Find a matrix that maps a rotation of $60º$ around a line $r(t) = 0 + t (1, 1, 1)$
I have some problems with these kind of rotations, because you aren't rotating around a $x, y$ or $z$ axis, so you can't directly use the rotational formula i.e.: $$\begin{pmatrix}\cos\theta & -\sin\theta\\ \sin\theta & \cos\theta\\ & & 1 \end{pmatrix}$$ I have tried to change basis, where the orthonormal basis is $v_1 = \frac{\sqrt 3}{3} (1, 1, 1)$, $v_2 = \frac{\sqrt2}{2} (1, -1, 0)$, $v_3 = \frac{\sqrt 6}{6} (1, 1, -2)$, but then got stuck. I know I should somehow make a matrix that maps from standard basis to my new basis.
Am I even on the right path or is this completely wrong?

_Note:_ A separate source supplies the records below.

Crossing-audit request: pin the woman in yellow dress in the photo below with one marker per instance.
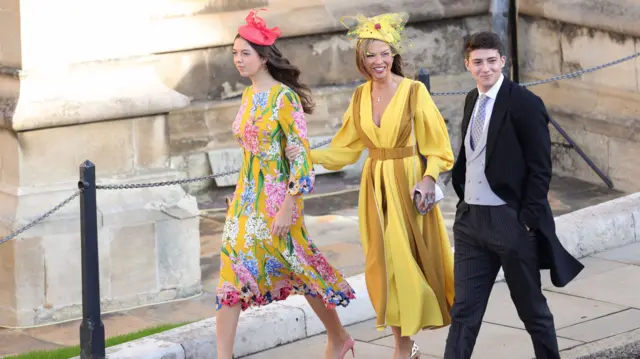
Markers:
(408, 257)
(266, 252)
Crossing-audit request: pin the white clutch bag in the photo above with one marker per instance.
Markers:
(417, 194)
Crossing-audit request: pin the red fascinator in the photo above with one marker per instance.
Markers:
(256, 30)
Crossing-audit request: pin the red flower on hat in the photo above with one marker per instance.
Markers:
(256, 30)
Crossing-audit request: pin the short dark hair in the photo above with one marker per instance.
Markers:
(483, 40)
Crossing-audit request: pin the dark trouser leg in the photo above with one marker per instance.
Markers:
(519, 259)
(475, 271)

Consider the linear map such that its matrix with respect to $B=\{v_1,v_2,v_3\}$ is$$M=\begin{bmatrix}1&0&0\\0&\frac12&-\frac{\sqrt3}2\\0&\frac{\sqrt3}2&\frac12\end{bmatrix}.$$So, if$$P=\begin{bmatrix}\frac1{\sqrt3}&\frac1{\sqrt2}&\frac1{\sqrt6}\\\frac1{\sqrt3}&-\frac1{\sqrt2}&\frac1{\sqrt6}\\\frac1{\sqrt3}&0&-\frac2{\sqrt6}\end{bmatrix}$$and if $T$ is the matrix of your rotation with respect to the standard basis, then $M=P^{-1}TP$ and therefore$$T=PMP^{-1}=\begin{bmatrix}\frac{2}{3} & -\frac{1}{3} & \frac{2}{3} \\ \frac{2}{3} & \frac{2}{3} & -\frac{1}{3} \\ -\frac{1}{3} & \frac{2}{3} & \frac{2}{3}\end{bmatrix}.$$